In 2025, Simo co-founded ChronicleBio, a techbio startup, focused on accelerating insights on neuroimmune disorders by building the world’s richest, AI-ready data platform for historically overlooked conditions like POTS, ME/CFS, and Long COVID. The company operates a growing biobank and several research studies that aim to enable biomarker discovery and rapid therapeutic development.
==Personal life==
Simo is married to French engineer Remy Miralles, who became a chocolatier in California.
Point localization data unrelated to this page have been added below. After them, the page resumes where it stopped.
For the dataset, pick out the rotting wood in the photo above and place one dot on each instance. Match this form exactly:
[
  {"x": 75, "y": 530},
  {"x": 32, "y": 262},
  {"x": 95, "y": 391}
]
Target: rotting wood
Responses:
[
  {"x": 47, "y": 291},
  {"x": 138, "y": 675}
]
They have a daughter.

== Recognition ==
- Simo has been recognized by Fortune as part of their annual Most Powerful Women List (2023), 13 Innovators Shaping the Future of Health List (2023), and 40 under 40 List (2021 & 2016).
- She has been featured on Comparably’s list of Best Company CEOs (2023).
- She has been listed on Fast Company’s list of Most Creative People in Business.
- She has been included on AdWeek’s list of the top 15 people shaping the future of mobile advertising.
- Simo was ranked 10th most influential French person in the world by Vanity Fair.
- In 2024, she was listed on CNBC inaugural Changemakers list, recognizing the top female leaders transforming business.
- Simo was named 2024 Executive of the Year by San Francisco Business Times.
- In 2025, Simo was named to Time Magazine's TIME100 AI list.